Not only those who have been disinherited by the testator are entitled to a compulsory portion. A person who has been designated as an heir but is burdened by the appointment of a subsequent heir, an executor of the will, a division order or a condition or legacy can also claim the compulsory portion if they waive the inheritance. In this respect, the question arises as to whether the person who has only acquired a claim to the compulsory portion by disclaiming the inheritance, as well as the person who was disinherited by the testator from the outset, has a claim to information and valuation. In any case, the Federal Court of Justice has clearly ruled on the right of the person entitled to a compulsory portion to information and submission of an estate inventory (BGH judgement of 30 November 2022 - IV ZR 60/22). The guiding principle of the decision states: „A person entitled to a compulsory portion is entitled to information pursuant to Section 2314 (1) BGB even after waiving their inheritance pursuant to Section 2306 (1) BGB.“ The fact that the BGH mentions the entire section 2314 para. 1 BGB in its decision, i.e. not just the claim to information and submission of an estate inventory pursuant to section 2314 para. 1 sentence 1 BGB, indicates that the decision also refers to the claim to a valuation pursuant to section 2314 para. 1 sentence 2 alt. 2 BGB.

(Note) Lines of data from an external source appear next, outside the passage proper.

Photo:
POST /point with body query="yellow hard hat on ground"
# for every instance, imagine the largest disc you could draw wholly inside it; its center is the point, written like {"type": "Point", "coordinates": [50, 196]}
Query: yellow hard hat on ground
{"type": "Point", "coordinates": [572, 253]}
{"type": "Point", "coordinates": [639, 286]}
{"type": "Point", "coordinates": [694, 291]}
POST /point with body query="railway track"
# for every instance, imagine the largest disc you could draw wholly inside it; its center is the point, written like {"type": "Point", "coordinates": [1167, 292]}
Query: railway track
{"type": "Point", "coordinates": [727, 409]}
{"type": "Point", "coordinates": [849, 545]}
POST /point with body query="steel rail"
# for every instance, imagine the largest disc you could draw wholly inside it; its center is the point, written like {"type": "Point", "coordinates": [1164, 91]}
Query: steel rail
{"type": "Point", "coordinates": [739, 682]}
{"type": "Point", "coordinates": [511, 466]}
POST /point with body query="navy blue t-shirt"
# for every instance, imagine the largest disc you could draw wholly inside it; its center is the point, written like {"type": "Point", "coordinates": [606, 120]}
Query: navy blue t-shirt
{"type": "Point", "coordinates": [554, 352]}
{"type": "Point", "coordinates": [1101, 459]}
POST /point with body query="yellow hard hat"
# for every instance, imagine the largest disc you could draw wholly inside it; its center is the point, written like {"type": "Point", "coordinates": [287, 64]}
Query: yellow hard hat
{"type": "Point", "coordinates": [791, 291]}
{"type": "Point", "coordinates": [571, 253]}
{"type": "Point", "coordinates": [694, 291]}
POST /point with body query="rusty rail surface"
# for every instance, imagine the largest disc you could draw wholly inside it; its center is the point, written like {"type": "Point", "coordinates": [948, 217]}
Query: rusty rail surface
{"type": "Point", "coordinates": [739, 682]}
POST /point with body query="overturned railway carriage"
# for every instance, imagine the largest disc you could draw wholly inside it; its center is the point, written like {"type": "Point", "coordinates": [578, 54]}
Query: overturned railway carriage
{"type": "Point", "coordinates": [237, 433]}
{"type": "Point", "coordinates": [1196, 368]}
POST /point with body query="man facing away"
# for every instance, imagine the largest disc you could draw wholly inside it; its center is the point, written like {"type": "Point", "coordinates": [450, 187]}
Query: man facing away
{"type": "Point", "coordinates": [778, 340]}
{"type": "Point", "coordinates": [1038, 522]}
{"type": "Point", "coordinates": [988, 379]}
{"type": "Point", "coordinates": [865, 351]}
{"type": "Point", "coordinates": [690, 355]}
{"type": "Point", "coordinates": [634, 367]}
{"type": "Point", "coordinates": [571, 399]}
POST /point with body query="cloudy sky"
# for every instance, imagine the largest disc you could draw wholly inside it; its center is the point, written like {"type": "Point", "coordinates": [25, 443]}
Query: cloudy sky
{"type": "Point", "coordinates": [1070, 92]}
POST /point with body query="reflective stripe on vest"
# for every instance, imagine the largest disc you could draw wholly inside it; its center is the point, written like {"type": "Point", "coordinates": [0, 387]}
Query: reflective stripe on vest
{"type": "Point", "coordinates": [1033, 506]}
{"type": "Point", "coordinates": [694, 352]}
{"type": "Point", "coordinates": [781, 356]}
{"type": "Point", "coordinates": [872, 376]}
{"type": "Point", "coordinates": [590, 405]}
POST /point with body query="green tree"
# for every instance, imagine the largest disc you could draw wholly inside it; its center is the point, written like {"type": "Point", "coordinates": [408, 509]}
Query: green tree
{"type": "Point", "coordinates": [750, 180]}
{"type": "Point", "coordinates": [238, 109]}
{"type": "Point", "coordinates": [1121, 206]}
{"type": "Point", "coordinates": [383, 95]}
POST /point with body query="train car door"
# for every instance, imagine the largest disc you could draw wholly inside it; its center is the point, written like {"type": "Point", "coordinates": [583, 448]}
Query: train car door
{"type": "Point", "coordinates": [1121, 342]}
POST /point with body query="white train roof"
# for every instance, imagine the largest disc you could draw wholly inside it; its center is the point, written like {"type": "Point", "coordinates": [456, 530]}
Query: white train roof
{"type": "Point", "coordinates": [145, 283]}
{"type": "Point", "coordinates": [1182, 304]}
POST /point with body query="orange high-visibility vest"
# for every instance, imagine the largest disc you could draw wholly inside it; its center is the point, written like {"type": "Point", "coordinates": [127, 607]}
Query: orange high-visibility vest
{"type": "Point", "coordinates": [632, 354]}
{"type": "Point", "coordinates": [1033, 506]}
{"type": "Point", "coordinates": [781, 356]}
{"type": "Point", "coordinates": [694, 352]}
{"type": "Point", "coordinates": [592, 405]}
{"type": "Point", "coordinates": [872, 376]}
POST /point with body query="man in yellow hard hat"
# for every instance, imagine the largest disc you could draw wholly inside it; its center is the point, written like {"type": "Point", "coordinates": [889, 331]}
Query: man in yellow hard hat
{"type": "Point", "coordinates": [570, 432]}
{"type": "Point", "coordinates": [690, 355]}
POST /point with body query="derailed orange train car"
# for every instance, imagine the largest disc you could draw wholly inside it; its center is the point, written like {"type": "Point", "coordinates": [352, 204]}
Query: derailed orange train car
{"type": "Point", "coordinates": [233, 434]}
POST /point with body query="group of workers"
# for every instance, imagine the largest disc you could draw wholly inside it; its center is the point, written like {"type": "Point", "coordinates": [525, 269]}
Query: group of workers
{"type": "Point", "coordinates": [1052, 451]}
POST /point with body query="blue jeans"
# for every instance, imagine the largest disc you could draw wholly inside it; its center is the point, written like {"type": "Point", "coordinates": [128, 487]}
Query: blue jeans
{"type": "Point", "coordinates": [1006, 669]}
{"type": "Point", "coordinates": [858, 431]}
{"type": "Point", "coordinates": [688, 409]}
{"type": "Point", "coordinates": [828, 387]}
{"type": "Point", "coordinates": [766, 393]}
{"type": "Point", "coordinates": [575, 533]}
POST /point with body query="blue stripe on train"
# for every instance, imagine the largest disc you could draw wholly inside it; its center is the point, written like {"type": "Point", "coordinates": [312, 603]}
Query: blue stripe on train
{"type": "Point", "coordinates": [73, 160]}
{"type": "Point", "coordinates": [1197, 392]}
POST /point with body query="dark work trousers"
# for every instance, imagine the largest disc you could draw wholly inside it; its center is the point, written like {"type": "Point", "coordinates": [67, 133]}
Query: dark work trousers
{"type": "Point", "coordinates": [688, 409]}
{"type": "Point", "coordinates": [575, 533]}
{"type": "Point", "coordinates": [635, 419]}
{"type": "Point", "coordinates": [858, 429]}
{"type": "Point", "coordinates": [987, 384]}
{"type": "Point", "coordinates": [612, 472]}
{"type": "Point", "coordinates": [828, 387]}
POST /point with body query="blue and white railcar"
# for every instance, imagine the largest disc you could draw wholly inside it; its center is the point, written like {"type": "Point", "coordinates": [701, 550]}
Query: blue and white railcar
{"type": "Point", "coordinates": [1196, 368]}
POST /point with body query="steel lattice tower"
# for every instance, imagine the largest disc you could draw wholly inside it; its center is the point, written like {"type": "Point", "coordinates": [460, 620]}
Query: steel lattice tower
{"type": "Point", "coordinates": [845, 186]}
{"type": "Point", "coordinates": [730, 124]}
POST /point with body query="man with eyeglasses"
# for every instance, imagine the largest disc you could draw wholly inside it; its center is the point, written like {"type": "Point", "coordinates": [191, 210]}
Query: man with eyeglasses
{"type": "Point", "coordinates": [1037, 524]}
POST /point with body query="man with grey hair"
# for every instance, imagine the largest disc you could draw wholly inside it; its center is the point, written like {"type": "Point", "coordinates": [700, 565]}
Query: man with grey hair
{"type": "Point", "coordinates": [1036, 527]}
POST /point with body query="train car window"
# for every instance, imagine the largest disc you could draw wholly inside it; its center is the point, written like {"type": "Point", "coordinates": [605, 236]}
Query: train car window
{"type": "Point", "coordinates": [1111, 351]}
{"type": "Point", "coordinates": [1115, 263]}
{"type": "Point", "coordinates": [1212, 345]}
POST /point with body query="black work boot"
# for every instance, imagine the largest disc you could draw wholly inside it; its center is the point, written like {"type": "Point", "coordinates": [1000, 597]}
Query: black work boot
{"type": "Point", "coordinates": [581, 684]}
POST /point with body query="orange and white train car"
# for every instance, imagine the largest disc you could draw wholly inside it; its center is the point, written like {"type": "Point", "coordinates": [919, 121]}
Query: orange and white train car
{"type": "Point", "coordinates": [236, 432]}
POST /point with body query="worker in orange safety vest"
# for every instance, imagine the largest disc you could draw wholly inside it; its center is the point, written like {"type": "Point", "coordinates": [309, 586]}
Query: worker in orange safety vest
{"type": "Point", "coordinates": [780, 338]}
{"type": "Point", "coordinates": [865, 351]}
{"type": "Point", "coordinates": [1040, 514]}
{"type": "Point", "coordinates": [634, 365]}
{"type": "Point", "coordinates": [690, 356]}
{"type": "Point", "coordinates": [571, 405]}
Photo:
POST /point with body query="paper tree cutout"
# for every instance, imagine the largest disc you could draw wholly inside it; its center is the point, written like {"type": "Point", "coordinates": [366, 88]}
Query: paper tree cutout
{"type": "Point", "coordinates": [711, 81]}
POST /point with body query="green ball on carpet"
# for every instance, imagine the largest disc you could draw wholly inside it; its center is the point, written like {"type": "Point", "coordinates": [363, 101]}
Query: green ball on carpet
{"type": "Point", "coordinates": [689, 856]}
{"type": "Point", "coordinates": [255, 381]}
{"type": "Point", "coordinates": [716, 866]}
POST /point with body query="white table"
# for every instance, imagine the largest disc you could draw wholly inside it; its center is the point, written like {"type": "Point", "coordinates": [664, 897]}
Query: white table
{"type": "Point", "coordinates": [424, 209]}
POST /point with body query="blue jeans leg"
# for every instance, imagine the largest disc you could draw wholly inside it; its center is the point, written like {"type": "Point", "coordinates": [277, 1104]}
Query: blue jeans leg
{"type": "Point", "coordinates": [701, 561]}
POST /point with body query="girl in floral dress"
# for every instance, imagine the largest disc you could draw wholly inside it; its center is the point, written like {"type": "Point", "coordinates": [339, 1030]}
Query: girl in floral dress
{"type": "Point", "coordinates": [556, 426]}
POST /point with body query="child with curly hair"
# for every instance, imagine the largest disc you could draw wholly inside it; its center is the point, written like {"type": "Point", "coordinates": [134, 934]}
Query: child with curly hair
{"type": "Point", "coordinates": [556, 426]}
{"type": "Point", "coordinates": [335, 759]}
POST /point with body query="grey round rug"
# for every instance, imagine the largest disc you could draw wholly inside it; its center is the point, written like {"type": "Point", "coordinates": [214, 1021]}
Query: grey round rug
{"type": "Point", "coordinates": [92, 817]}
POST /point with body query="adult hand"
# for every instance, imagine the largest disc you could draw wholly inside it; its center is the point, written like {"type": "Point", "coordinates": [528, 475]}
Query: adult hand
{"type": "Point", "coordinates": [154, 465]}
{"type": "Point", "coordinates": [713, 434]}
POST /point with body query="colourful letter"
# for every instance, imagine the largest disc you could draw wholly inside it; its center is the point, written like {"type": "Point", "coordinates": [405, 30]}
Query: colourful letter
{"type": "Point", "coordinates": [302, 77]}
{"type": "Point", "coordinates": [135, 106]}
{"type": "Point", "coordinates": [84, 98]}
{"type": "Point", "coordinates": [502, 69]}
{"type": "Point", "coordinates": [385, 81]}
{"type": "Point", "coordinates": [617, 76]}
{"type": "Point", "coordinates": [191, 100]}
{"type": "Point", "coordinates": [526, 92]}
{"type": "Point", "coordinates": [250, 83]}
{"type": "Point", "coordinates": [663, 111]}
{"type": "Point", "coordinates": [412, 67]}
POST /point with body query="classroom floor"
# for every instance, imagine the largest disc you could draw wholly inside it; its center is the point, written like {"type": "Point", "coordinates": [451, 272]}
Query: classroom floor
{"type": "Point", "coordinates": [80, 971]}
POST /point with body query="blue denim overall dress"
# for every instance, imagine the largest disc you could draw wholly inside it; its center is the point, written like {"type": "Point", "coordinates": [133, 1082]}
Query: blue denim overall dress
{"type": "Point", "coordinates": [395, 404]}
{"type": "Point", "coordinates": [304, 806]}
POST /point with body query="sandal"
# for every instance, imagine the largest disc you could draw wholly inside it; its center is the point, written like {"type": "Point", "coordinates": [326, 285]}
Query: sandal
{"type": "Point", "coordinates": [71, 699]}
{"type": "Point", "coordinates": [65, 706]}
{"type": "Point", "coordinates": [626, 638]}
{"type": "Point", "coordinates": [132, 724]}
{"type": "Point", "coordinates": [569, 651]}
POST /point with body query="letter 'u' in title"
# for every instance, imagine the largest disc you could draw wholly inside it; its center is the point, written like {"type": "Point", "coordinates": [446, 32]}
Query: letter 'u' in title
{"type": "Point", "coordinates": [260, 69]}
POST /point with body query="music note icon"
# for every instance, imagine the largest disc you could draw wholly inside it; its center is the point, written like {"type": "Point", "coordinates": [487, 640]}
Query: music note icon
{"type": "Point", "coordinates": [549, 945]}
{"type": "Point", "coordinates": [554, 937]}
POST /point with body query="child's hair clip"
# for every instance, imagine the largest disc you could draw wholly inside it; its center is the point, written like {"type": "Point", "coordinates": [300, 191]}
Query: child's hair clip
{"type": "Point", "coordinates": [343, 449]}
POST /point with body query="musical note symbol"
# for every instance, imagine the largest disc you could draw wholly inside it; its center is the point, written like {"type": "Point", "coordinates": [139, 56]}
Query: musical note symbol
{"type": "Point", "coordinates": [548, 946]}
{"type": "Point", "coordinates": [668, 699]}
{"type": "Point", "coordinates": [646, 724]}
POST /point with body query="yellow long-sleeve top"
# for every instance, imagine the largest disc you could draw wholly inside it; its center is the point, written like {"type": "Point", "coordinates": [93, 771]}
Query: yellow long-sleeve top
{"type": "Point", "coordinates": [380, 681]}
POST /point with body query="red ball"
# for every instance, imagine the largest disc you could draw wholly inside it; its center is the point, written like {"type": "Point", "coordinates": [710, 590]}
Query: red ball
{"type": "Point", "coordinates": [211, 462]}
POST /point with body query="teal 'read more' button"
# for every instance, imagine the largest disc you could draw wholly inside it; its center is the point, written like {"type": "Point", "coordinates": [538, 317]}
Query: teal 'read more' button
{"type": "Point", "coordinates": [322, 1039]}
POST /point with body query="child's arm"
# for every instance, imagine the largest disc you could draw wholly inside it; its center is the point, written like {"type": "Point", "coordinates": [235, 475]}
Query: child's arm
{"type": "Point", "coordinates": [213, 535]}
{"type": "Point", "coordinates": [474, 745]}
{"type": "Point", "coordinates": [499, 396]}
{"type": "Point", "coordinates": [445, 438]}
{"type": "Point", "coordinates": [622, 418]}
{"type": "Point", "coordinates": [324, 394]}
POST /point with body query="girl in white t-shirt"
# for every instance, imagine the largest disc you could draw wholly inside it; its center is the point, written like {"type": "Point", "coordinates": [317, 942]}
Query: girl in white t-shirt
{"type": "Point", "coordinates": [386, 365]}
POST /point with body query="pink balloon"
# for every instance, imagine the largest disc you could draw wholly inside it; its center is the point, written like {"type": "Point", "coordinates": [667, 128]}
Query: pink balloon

When does the valuation claim expire?
Pursuant to Section 195 of the German Civil Code (BGB), the right to a compulsory portion lapses after three years. The period begins at the end of the calendar year in which the claim to the compulsory portion arose and the person entitled to the compulsory portion became aware of the circumstances giving rise to the claim and of the person of the debtor or should have become aware of them without gross negligence (Section 199 (1) BGB).
The three-year limitation period also applies to claims for the provision of information and valuation in accordance with Section 2314 (1) BGB.
The various claims, i.e. the claim to payment of the compulsory portion, the claim to the provision of information, the claim to the submission of a (notarised) inventory of the estate and the claim to a valuation, must be distinguished from one another. These are different claims that can be asserted individually or jointly or in stages. This distinction can lead to problems in particular if the limitation period for the claims is to be suspended, e.g. by bringing an action or if the parties agree to waive the defence of limitation. An action for information, for example, does not suspend the limitation period for the claim for payment. On the other hand, according to the prevailing opinion in case law and literature, information pursuant to § 2314 para. 1 sentence 1 BGB and a notarised list pursuant to § 2314 para. 1 sentence 3 BGB form a uniform claim of different degrees of strength, with the consequence that the action for information also interrupts the limitation period with regard to the claim for the preparation of a notarised list. According to a decision by the Munich Higher Regional Court, however, this should not apply to the claim for valuation pursuant to Section 2314 (1) sentence 2 Alt. 2 BGB. This constitutes an independent claim in addition to the right to information (OLG Munich, judgement of 8 March 2017 - 20 U 3806/16). There are reservations about the opinion of the Higher Regional Court of Munich because the person entitled to a compulsory portion can only be required to pursue the claim for valuation if they have first been informed that the item in question even belongs to the estate or that the item is listed in the estate register. Furthermore, in the opinion of the BGH, all claims pursuant to Section 2314 para. 1 BGB are non-genuine auxiliary claims that are intended to enable the person entitled to a compulsory portion to obtain the necessary knowledge to assess the claim to a compulsory portion (BGH, judgement of 30 November 2022 - IV ZR 60/22). Despite these reservations about the decision of the Munich Higher Regional Court, it should be remembered to include the valuation claims when bringing an action or agreeing to waive the defence of limitation.